3D Reconstruction on Desktop Tutorial

From BoofCV
Revision as of 20:19, 18 October 2021 by Peter (talk | contribs) (→‎Building)
Jump to navigationJump to search

This tutorial is targeted at people who want to use BoofCV's 3D reconstruction pipeline, but are not developers and are not afraid to type commands in to the command line. 3D Reconstruction / Photogrammetry in BoofCV will be a work in progress for a while. The fact that it works as well as it does is surprising.

Setting Expectations

The initial development was focused on processing video sequences where it selects key frames to use. This is where it works best right now. However, most people like to take still photos and then create a 3D model from that. It's a bit hit or miss with sets of images. What I've noticed is that people don't have as much overlap between views and that makes things more difficult.

Good

  • Video sequences with a mixture of close up and far away objects
  • Highly textured scenes
  • Translational motion sideways from the object
  • No calibration or hints required!
  • Can split a video up into different objects automatically

Bad

  • Drone footage is hit or miss
  • Glare, smooth textureless objects, reflections, ... etc
  • Does not use all the information available (EXIF, IMU, ... )
  • Can't link all the images into a single scene

Informal Comparison to Meshroom/AliceVision

By visual inspection it was clear that Meshroom does a better and more stable job in almost all scenarios for sparse reconstruction. The one exception was the 3-view case where BoofCV could often converge to a solution when Meshroom could not. While hard to compare, it does look like BoofCV's dense reconstruction might be better. Meshing needs to be added to BoofCV before a direct comparison can be done.
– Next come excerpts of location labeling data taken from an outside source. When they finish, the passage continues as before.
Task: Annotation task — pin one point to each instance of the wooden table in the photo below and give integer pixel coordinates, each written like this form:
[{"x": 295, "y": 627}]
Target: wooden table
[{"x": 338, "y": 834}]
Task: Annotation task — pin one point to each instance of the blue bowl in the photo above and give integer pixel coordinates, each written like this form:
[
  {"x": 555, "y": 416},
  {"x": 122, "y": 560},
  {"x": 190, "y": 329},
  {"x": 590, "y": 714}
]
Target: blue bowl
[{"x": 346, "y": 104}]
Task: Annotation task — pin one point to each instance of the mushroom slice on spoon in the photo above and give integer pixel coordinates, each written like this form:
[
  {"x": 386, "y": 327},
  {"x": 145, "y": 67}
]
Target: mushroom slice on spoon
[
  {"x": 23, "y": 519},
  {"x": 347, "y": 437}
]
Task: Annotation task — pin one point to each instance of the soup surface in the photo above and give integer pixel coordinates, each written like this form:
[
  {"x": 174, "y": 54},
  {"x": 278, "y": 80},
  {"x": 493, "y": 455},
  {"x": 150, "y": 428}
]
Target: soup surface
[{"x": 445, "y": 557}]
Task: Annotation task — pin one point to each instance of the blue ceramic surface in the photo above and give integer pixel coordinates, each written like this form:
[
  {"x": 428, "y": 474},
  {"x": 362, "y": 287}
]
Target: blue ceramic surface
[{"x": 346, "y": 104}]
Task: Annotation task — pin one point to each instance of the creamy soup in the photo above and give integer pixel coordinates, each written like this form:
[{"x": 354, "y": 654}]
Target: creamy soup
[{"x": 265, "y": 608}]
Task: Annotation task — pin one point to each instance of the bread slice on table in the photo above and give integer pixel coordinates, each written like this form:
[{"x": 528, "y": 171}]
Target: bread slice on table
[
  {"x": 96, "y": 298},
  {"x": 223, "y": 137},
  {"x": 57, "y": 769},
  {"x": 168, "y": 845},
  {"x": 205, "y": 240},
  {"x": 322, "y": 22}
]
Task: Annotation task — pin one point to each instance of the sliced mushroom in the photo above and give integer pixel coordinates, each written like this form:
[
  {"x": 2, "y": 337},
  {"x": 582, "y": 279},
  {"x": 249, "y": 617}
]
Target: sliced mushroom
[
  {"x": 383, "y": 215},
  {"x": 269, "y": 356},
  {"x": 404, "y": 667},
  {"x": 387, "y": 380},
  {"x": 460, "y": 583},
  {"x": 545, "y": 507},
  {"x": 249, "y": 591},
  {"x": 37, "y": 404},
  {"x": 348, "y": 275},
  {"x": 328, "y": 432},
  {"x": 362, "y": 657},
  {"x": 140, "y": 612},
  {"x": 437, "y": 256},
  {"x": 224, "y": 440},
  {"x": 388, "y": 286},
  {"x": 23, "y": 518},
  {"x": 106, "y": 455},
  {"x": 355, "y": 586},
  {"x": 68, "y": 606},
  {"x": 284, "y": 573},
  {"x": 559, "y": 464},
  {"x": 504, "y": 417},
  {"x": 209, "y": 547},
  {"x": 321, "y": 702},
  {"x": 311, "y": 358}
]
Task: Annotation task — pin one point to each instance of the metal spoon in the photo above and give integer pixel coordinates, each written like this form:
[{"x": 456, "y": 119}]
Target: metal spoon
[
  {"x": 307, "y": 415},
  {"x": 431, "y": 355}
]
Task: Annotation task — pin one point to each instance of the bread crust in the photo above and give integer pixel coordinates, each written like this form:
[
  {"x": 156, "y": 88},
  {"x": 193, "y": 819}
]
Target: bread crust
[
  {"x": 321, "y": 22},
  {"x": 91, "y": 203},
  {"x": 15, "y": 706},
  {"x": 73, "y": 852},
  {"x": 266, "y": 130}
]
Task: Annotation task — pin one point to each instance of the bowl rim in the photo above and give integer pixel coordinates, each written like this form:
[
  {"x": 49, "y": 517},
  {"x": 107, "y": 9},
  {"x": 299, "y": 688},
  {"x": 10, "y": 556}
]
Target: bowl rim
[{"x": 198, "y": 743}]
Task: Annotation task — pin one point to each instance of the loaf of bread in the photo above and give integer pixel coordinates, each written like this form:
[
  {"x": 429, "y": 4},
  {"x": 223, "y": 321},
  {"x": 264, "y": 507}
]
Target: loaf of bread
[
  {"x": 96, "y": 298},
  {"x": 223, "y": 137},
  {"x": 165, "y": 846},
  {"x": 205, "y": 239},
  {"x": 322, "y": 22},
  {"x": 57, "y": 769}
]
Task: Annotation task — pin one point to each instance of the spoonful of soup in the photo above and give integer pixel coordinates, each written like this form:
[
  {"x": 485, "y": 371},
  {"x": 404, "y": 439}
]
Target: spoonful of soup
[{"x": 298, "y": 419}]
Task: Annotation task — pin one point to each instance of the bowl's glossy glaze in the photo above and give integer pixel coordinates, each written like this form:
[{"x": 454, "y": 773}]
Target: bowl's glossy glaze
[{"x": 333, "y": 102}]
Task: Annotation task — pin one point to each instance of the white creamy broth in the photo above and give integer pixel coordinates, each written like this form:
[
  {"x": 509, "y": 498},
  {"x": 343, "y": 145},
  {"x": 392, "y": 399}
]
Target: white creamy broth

BoofCV and AliceVision take two fairly different approaches to reconstruction, it should be interesting to see if the 3-view + self-calibration approach used in BoofCV can become as stable. AliceVision takes a more traditional approach where it guesses (using a nominal value) the focal length then expands the scene using 2-view pairs.


Requirements

These instructions are written for Ubuntu. You will need to have Java installed but everything else should take care of itself.

Building

You will need to latest and greatest code from Github and build the applications jar.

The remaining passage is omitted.